Might be a good idea for posters to stop continually calling others thick and being sarcastic and using that little laughy emoticon to ridicule and belittle others. Might be a good idea to calmly explain why someone is wrong or misguided in their views instead of mobbing and resorting to derogatory responses. I'm sure I've been guilty of it at times but it's a constant feature on here.
Keeping out of the politics forum would be a good start .
 
im an alcoholic because what the restrictions has done to my life now i wish to die. im sick of arguing with people. all the best lads/lasses
Please get help today. Things may seem bad but there is a future and things will get better. This isn’t forever.
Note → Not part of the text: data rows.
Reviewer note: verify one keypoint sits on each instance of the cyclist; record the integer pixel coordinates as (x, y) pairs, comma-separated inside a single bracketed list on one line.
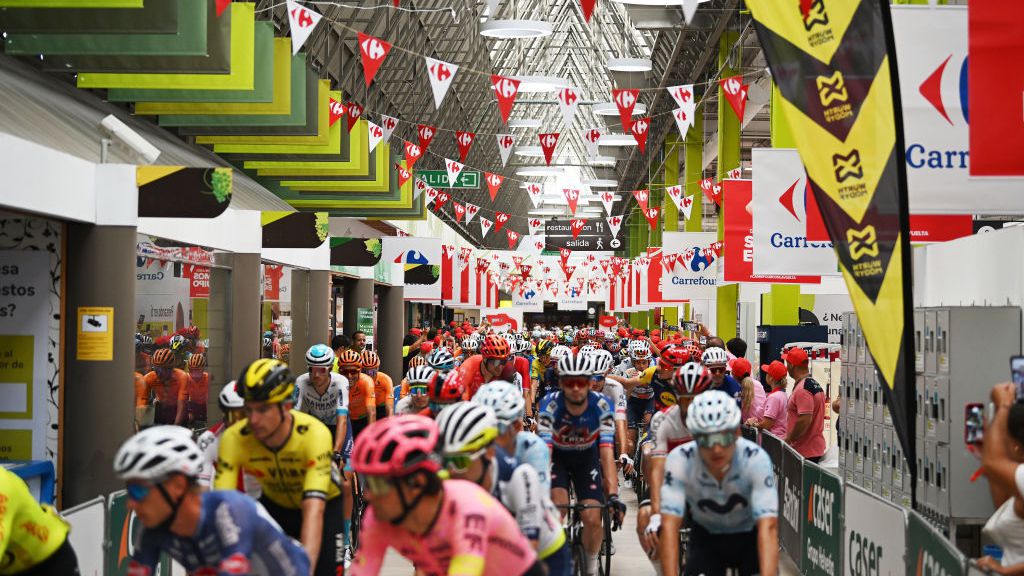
[(418, 380), (383, 385), (526, 446), (167, 385), (668, 429), (232, 407), (291, 453), (726, 484), (33, 537), (469, 451), (452, 527), (361, 402), (221, 532), (716, 361), (578, 424)]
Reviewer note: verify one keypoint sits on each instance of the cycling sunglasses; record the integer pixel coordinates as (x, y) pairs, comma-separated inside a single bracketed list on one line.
[(724, 440), (137, 492), (461, 462)]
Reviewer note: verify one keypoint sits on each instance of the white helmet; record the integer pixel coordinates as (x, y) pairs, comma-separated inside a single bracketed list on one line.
[(505, 400), (158, 452), (713, 411), (714, 356), (229, 399), (466, 427)]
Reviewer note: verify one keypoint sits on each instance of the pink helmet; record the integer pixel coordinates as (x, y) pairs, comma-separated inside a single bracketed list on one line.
[(397, 447)]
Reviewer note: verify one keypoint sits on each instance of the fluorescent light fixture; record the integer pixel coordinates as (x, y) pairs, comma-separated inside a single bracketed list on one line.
[(524, 123), (616, 139), (515, 29), (541, 83), (630, 65), (609, 109), (540, 171)]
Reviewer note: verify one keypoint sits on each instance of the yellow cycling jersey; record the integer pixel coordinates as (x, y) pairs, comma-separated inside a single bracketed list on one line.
[(303, 467), (30, 532)]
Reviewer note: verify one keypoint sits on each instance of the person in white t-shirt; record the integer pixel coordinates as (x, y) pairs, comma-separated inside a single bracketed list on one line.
[(1003, 455)]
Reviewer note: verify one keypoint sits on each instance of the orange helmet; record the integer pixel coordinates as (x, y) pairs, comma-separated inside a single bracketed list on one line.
[(371, 361), (163, 358)]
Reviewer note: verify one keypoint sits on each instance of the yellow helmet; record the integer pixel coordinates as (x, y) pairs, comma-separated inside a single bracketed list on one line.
[(266, 380)]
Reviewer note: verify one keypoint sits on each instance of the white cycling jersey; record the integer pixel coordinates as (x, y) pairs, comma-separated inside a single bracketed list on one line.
[(326, 407)]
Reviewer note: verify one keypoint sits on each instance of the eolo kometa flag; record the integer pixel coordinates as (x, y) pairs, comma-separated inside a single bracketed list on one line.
[(834, 64)]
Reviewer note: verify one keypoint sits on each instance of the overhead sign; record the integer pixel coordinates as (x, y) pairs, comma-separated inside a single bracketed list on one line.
[(439, 178)]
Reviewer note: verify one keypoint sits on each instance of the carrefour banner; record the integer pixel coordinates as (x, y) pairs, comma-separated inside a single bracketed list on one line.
[(833, 64)]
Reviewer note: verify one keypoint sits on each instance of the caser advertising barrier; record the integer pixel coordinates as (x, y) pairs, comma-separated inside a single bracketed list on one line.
[(932, 48), (779, 205)]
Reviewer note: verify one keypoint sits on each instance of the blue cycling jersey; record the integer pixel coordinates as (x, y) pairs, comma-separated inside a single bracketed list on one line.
[(235, 536), (564, 432), (745, 494), (529, 449)]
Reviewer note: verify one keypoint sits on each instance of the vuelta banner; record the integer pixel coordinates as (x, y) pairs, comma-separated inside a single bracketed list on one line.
[(738, 256), (833, 64)]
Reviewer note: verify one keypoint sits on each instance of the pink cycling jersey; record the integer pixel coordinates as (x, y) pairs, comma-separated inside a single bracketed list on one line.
[(474, 535)]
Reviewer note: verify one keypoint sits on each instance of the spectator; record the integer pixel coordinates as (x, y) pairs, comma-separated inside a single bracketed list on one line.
[(773, 417), (753, 396), (1001, 455), (805, 416)]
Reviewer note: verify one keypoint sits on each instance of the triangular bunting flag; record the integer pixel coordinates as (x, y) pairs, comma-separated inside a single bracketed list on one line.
[(454, 169), (506, 90), (572, 198), (548, 142), (505, 144), (494, 182), (735, 93), (568, 99), (440, 75), (373, 50), (302, 22), (626, 99), (464, 140), (336, 110)]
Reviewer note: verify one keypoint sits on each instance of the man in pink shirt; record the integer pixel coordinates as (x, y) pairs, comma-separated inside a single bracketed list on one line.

Please talk to someone- it will help.
 
im an alcoholic because what the restrictions has done to my life now i wish to die. im sick of arguing with people. all the best lads/lasses
As some others have said. I've been there too. It's the most evil destructive substance going in the wrong hands especially in circumstances like these

A lot of people simply don't understand. Getting off it is really hard. Best thing I ever did but every single day there's a voice that can nag at me to drink
Stay strong and well done for seeking help and being able to admit you have a drink problem. I couldn't tell anyone I know how much I drink. They would be shocked. Everyday since March for me (to be fair was every day before then as well😉). I'd probably class myself as a high functioning alcoholic. Pretty much 4 and half years now like that to deal with 'life' and depression . Finish work and its straight to Aldi to get 4 cans then nip to the garage when they gone. It's so easy to end up using alcohol to self medicate. You get to realise whats best to avoid hangovers and function and hide it well.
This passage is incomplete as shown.